Could you describe your practice?
The nature of my practice is a little bit unique just given the patient population; the majority are uninsured, so access to specialty care is a challenge ... and then very high rates of comorbid mental health disorders, substance use disorders.
We prioritize very much social determinants of health, health-related social needs because my patients need housing and struggle with things like food insecurity and transportation. And we know in general those things are profoundly influential on someone’s health or lack thereof, probably more than any medicine I’m actually prescribing in clinic. And so we really pay close attention to that and help folks navigate housing and work closely with social workers, case managers.
How did COVID-19 affect your work?
Throughout the pandemic, one of the things I’m most proud of is we did ongoing surveillance testing of people who were living in the shelters, those on the streets surrounding and the staff. Over the course of the pandemic [we] did just over 1,000 COVID tests ... that helped prevent any further outbreaks in those settings and helped provide some advice and technical expertise to the shelters and other outreach and social service agencies around screening protocols and masking and COVID. And now we have pivoted, as most have, to vaccine-related work.
What are some challenges with connecting individuals experiencing homelessness to care?
Not to overgeneralize, but many people experiencing homelessness ... have a lot of inherent, and I would say not surprising, mistrust of the "system," including the health care system.

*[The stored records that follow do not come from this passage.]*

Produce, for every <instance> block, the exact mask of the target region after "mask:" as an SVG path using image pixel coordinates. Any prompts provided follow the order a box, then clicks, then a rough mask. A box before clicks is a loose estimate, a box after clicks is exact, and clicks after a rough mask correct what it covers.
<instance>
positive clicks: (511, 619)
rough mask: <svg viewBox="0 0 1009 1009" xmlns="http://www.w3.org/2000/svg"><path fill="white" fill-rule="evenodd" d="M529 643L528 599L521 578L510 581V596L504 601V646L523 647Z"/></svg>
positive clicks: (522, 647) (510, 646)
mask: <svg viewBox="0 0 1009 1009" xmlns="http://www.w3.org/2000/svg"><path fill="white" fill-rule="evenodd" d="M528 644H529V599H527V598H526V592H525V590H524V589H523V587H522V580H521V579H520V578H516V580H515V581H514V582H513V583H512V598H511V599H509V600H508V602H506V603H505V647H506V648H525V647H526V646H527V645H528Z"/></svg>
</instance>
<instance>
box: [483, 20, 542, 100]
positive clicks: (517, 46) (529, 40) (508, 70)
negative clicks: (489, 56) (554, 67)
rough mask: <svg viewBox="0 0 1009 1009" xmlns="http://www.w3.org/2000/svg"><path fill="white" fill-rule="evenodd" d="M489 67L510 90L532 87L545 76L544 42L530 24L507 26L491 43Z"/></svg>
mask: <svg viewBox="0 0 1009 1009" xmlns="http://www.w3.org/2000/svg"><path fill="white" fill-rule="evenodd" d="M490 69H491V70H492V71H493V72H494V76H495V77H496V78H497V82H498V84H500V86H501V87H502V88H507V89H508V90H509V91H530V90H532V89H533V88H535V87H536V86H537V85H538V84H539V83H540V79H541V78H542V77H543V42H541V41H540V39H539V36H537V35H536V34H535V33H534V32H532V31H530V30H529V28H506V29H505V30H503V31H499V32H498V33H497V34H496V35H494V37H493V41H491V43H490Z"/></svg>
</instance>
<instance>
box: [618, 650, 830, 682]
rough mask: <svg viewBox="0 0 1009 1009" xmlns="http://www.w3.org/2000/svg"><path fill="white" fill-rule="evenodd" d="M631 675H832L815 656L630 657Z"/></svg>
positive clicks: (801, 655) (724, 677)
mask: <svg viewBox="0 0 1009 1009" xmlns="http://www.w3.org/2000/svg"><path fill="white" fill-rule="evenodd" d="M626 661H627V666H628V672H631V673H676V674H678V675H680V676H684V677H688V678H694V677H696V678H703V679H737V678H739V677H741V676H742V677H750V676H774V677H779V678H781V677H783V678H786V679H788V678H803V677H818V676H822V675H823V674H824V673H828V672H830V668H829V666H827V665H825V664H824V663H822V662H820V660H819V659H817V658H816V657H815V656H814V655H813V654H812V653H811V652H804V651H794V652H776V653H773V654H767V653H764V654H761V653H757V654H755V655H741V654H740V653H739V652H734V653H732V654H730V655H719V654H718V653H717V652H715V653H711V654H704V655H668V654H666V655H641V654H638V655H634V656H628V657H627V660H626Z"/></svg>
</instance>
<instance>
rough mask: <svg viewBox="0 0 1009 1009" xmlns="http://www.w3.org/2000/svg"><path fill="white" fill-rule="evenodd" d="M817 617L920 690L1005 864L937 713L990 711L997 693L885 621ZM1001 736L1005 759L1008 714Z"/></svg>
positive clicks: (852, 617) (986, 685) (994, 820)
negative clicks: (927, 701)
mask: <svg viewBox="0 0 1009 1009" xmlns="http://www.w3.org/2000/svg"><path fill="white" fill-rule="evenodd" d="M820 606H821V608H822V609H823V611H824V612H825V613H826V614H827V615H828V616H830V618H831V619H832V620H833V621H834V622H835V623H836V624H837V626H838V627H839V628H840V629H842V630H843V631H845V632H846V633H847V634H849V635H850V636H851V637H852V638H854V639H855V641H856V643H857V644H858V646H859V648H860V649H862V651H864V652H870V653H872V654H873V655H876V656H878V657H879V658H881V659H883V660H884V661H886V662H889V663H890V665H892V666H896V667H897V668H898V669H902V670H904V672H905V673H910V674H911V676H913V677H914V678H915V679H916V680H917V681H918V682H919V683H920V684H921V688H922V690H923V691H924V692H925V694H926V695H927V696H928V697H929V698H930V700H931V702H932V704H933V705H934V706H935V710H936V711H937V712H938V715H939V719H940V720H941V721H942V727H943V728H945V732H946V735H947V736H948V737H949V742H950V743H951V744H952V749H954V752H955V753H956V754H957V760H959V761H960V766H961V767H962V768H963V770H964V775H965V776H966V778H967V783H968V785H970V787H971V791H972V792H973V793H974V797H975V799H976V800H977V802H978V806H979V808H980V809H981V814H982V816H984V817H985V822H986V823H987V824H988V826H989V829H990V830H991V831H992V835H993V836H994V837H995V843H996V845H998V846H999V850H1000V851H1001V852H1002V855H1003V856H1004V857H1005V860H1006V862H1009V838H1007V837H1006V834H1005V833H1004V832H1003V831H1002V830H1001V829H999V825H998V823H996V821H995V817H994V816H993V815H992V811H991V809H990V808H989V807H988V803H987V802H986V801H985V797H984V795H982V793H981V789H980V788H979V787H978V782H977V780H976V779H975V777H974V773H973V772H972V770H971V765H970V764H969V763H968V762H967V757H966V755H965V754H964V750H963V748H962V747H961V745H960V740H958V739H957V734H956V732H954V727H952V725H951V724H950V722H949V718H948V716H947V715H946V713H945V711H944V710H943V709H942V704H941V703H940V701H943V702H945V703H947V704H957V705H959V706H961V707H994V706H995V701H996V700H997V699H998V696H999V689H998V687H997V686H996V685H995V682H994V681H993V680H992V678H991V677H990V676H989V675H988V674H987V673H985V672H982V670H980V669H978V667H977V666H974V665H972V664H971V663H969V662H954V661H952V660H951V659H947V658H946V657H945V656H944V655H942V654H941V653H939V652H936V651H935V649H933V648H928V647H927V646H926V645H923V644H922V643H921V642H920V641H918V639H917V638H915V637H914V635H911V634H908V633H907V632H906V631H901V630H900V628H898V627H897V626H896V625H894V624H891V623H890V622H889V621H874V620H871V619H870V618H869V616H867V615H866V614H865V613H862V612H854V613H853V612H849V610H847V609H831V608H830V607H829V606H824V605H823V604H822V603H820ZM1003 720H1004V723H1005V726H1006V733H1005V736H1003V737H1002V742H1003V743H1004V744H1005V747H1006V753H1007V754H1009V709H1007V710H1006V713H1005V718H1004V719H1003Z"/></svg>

That I think stems from multiple reasons, some just sort of frank mistreatment and lack of compassion as they’ve navigated systems over time.
Health systems are intimidating. You need to sign up and be on time and get there and check in and get into a waiting room and you get thrust a whole clipboard of forms.
I just think all those things sort of stack up against them, and then when you add onto that mental health disorders and substance use disorders, which are historically stigmatized, that compounds it and then may even get in the way of your ability because of those illnesses, to navigate systems and appropriately advocate for yourself or address your needs.
It’s a learned skill to be able to take care of populations like this with unique needs and to have this level of compassion and empathy and be able to put yourself in someone else’s shoes who’s living in a world and navigating in a life that can be really hard to wrap your head around and inconceivable. And when you don’t have that understanding, it’s harder to show that empathy and compassion and easier to show judgment and disdain.
Historically it’s not a big part of medical school curriculums. I think it’s become better, and Dell Med is at the leading edge of that and around equity.
Was health care affected as public encampments became more prevalent in Austin?
If someone has a stable campsite and you know they're going to be under the same bridge and that’s where they identify as their home, temporarily, then that helps facilitate some access, I suppose.
That’s not me saying that I’m an advocate for dedicated campsites and unsheltered homelessness. ... There’s excellent data ... to show that unsheltered homelessness carries a tenfold higher risk of mortality, of dying, than the general population. Sheltered homelessness [is] about three times higher. So people who live in unsheltered homelessness have a much higher rate of morbidity and mortality; their average lifespan is in the low 50s, so from a health standpoint it’s not good for you.
Banning camping doesn’t do anything to get people into housing. ... Unless policies like that are married with pathways into housing, which necessarily require financial backing, then there’s just going to be those experiencing homelessness in different physical locations—and probably physical locations that aren’t as apparent.
That worries me that access becomes harder, and folks are going to be harder to find and more distant geographically from services which in many cities tend to be concentrated downtown or in certain areas, and we know that to be true in Austin.
What’s next for systems of health care for the homeless in Austin?
We certainly want to continue to do better, provide better care, improve the health. And that is done through making current services better, more patient centered, more trauma informed, of higher quality.
But also [by] innovating and expanding new models of care or scaling existing models that work. All that being said, at the end of the day I hope I don’t have to develop the perfect care model for under-the-bridge health care. I would love to not ever have to do that. The answer is housing.
And those are bigger policy and political and societal and financial questions that I didn’t go to medical school for. Housing I think is a human right, and shelter is a human right, and housing is directly correlated with health.
If we care about the people in our community being healthy and view this as a moral imperative, which I personally do ... then that should be our North Star end goal.